Fossils found in Hokkaido more than a decade ago have recently been identified as belonging to a previously unknown type of right whale.
The fossil bones were first discovered by a local citizen along the Toyohira River in Sapporo in October 2008, leading to a Sapporo Museum Activity Center team's years of work to unearth a nearly complete skeleton.
"Scrutiny soon revealed the skeleton belonged to a new type of whale," according to a research article published in Palaeontologia Electronica, a British academic journal, earlier this month.
The team called the whale "Megabalaena sapporoensis," or "big right whale of Sapporo."

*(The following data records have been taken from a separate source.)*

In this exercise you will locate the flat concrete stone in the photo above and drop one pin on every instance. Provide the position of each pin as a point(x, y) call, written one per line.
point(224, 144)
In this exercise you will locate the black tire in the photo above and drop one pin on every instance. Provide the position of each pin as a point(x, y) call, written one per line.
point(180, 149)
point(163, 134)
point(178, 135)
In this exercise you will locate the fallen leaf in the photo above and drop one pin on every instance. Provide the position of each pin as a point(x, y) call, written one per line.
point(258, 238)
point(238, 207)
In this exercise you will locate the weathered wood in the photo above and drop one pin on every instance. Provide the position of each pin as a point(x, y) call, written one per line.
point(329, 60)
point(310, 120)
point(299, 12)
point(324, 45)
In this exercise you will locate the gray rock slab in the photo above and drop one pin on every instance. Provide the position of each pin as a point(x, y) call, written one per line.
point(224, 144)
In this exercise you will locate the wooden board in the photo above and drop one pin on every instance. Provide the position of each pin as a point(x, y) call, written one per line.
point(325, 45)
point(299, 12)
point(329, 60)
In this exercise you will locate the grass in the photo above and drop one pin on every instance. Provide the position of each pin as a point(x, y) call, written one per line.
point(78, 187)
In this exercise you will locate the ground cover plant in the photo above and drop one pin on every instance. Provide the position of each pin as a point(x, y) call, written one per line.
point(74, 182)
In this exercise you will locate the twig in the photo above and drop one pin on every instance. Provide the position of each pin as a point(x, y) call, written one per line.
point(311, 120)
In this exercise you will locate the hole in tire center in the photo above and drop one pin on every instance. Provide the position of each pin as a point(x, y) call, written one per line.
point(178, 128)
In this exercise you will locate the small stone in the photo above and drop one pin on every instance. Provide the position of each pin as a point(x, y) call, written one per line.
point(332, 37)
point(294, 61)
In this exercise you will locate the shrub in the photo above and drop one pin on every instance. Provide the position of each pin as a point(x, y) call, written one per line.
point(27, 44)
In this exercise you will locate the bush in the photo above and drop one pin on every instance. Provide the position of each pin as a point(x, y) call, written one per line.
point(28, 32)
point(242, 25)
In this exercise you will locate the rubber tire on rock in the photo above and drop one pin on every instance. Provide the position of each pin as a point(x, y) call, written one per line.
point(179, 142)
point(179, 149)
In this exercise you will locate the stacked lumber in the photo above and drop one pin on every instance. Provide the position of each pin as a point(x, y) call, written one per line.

They further found that the bones, including vertebrae and phalanges, were about 9 million years old and that the whale in the family Balaenidae, or right whales, which is believed to have existed in the Late Miocene, was approximately 13 meters long, larger than its most recent ancestors but smaller than distant ones.
Megabalaena sapporoensis was determined as a new species also due to its distinguishing bone shapes.
Because no right whale fossils dating back 16 million to 6 million years had been excavated, the latest discovery will greatly contribute to solving the mystery of the whale family's evolution, the team says.
The perfectly preserved bones "can fill in the major gap" in the fossil record, said Yoshihiro Tanaka, a curator at the center and the lead author of the study.